PhD Defence • Computational Linguistics | Artificial Intelligence • A Knowledge Representation for, and an Application to Requirements Elicitation of, Rhetorical Figures of Perfect Lexical Repetition

Friday, November 7, 2025 2:00 pm - 5:00 pm EST (GMT -05:00)

Please note: This PhD defence will take place in DC 2310 and online.

Yetian Wang, PhD candidate
David R. Cheriton School of Computer Science

Supervisors: Professors Daniel Berry, Grant Weddell

Rhetorical figures, such as rhyme and metaphor, affect human discourse by providing essential semantic and pragmatic information that generate a set of attentional effects such as salience, aesthetic pleasure, and memorability, that enhance the receiver’s attention. Ploke is one kind of rhetorical figure, that of perfect lexical repetition, which is a word or phrase that repeats with the same form and meaning in a passage. Rhetorical figures, including plokes, are largely ignored in natural language processing (NLP) and artificial intelligence (AI).

This thesis aims to take two steps towards AIs’ being able to handle plokes as they occur in natural language. It first develops a knowledge representation model of the general concept of Ploke in the form of an ontology that represents the classification of Ploke, the forms of plokes, and the neurocognitive affinities that affect attention. This ontology will help AIs to understand and generate plokes. The ontology proposed in this thesis is able to represent the related knowledge of ploke and its subtypes. The ontology is able also to represent the neurocognitive affinities of ploke and its subtypes by representing their relations to various types of perfect lexical repetition characterized by the positions in which the repetitions occur. After observing that rhetorical figures are used to enhance persuasive discourse, the thesis hypothesizes that a requirements elicitation interview that uses plokes is more effective than one that does not.

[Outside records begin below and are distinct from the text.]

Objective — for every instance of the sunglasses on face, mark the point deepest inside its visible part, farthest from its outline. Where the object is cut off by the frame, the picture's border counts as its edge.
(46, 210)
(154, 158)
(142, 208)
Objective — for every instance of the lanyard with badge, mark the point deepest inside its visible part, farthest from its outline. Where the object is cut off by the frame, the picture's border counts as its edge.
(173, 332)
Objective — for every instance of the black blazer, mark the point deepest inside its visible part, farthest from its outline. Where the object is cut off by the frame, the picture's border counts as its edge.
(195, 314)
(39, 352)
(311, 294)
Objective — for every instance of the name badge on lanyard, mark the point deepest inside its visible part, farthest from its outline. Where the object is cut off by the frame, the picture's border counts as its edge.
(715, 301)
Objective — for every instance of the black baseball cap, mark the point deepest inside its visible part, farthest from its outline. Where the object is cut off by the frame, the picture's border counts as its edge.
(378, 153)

It then describes a test of this hypothesis in which the interviews were conducted by a simulated AI elicitation bot, which used some plokes in half of its interviews and avoided plokes entirely in the other half of its interviews. The experiment showed that the interview questions and statements conveyed by the simulated AI elicitation bot in its ploke-using requirements elicitation interviews were easier to recognize by the interviewees and were more memorable to them than those in its ploke-avoiding requirements elicitation interviews.


To attend this PhD defence in person, please go to DC 2310. You can also attend virtually on Zoom.